I am a nurse with moderate hearing loss. I use aids and they help but I find that I lip read a lot. Since covid and masking of everyone for entire shift I am constantly struggling. Being a nurse with hearing loss is hard as it is but this is crazy. A lot of my coworkers are very understanding and try to speak clearly or pull the mask down for a second when possible. But honestly the biggest issue is with the surgeons and anesthesiologists. Many of them are cool about it but many are jerks. If I need them to repeat themselves they don’t bother to hide their irritation. And don’t worry about speaking clearer or louder then the soft mumble they said it in the first time. I honestly have left work close to tears about it. Heck I’m close to tears writing this. These kinds of people really make me feel stupid. As if my stupidity is the reason they think I didn’t understand something. I was written up for the first time ever recently (another post explains) and although I can’t prove it I feel like some of the things in that write up, if it’s true at all, have to do with the providers that treat me this way. I really don’t know if there is anyway to improve this situation for myself. Does anyone else experience this?

Specializes in nursing ethics.

Sorry to hear this. They should sympathize but instead you get indifference and apathy. In my experience recently with moderate hearing loss, most people are not interested or care at all. People in business will not repeat themselves even when I tell them I didn't understand anything, because they spoke too fast, high pitch or mumbled. Shameful in a medical setting where communication is crucial. Masks are increasing the problem and no one cares. My veterinarian looks very annoyed when I tell him to repeat something, as if every word costs fifty cents. My advice is never take it personally--it is not your fault. Try repeating a few words of what they said and hope that they finish the sentences. "So you are saying the patients temp. is high." Rephrase your question or their answer, say you are not hearing and it is not their fault--even though it might be. Or ask a staff what the doctor said.

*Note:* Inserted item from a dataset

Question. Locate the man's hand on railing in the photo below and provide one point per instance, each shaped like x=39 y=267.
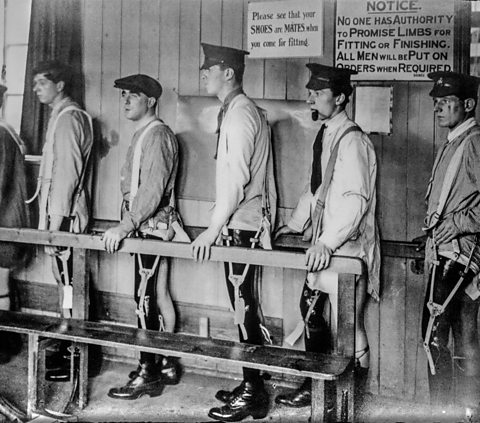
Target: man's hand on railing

Hearing loss is a handicap and should be treated as such. Doctors of all people should know this! It is not like you are just refusing to hear them. They need to accommodate your handicap.

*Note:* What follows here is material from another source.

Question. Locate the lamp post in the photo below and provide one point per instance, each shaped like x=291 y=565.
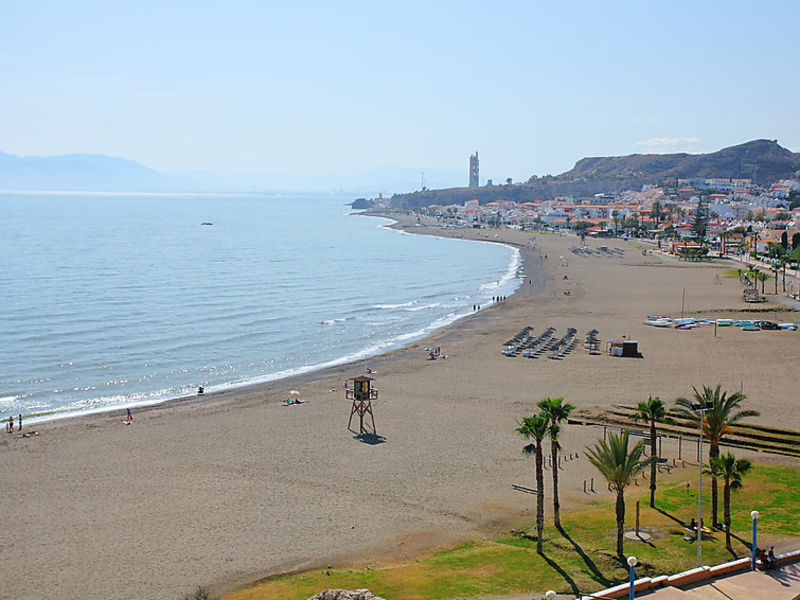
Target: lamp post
x=754 y=515
x=632 y=563
x=700 y=408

Specializes in Private Duty Pediatrics.

I almost always hear the vowels; it's the consonants that are so hard to decipher (high tones).When what they say doesn't make sense I repeat back what I heard. ("What I heard you say was . . . ") That way, they know exactly what it was that I missed.

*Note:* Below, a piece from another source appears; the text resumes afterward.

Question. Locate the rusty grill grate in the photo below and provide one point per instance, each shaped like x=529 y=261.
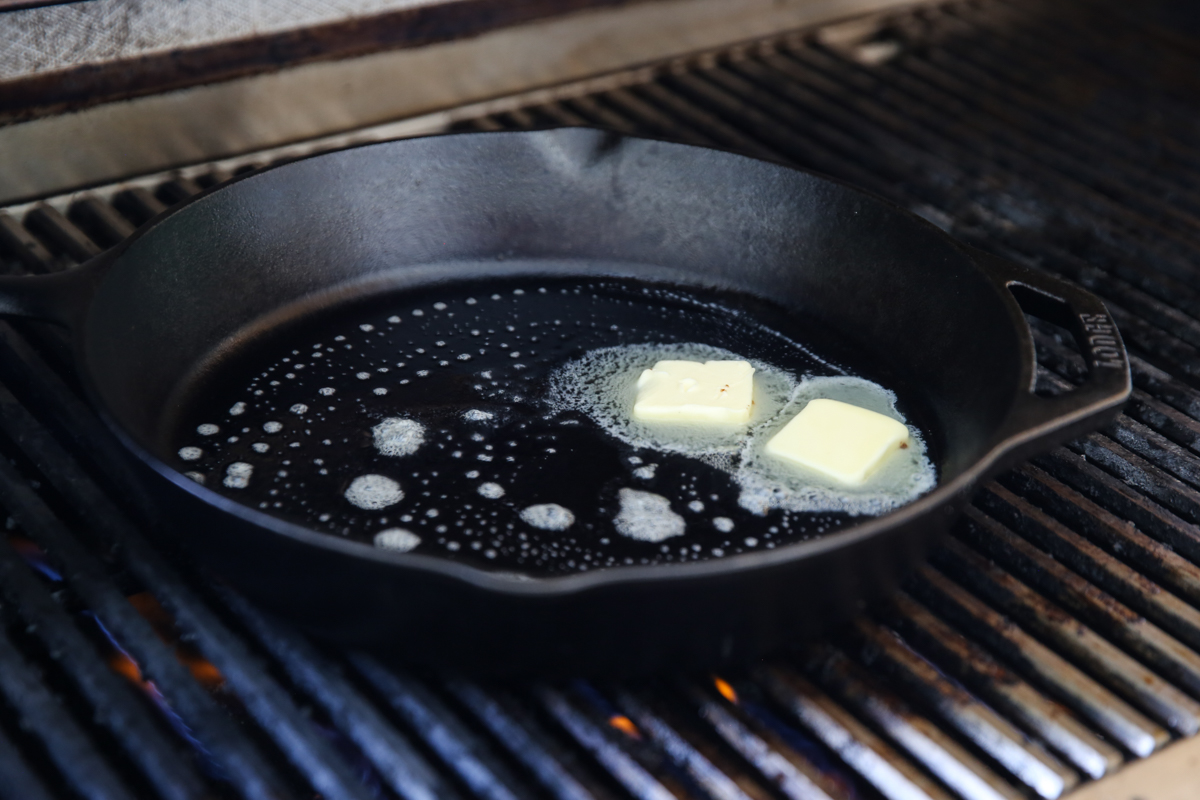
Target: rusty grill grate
x=1053 y=638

I also will sometimes ask them to rephrase it.

Specializes in ER, Pre-Op, PACU.
On 5/21/2020 at 10:41 AM, heather7781 said:

I am a nurse with moderate hearing loss. I use aids and they help but I find that I lip read a lot. Since covid and masking of everyone for entire shift I am constantly struggling. Being a nurse with hearing loss is hard as it is but this is crazy. A lot of my coworkers are very understanding and try to speak clearly or pull the mask down for a second when possible. But honestly the biggest issue is with the surgeons and anesthesiologists. Many of them are cool about it but many are jerks. If I need them to repeat themselves they don’t bother to hide their irritation. And don’t worry about speaking clearer or louder then the soft mumble they said it in the first time. I honestly have left work close to tears about it. Heck I’m close to tears writing this. These kinds of people really make me feel stupid. As if my stupidity is the reason they think I didn’t understand something. I was written up for the first time ever recently (another post explains) and although I can’t prove it I feel like some of the things in that write up, if it’s true at all, have to do with the providers that treat me this way. I really don’t know if there is anyway to improve this situation for myself. Does anyone else experience this?

I have some hearing loss too and have been struggling with the masking but also struggling with hearing on the phones. I get frustrated with constantly asking people to repeat things because they get irritated and treat me as if I am slow or stupid. I just can’t hear them. It is ironic that staff doesn’t have more patience when they work in healthcare. I wish I had answers for you but I don’t.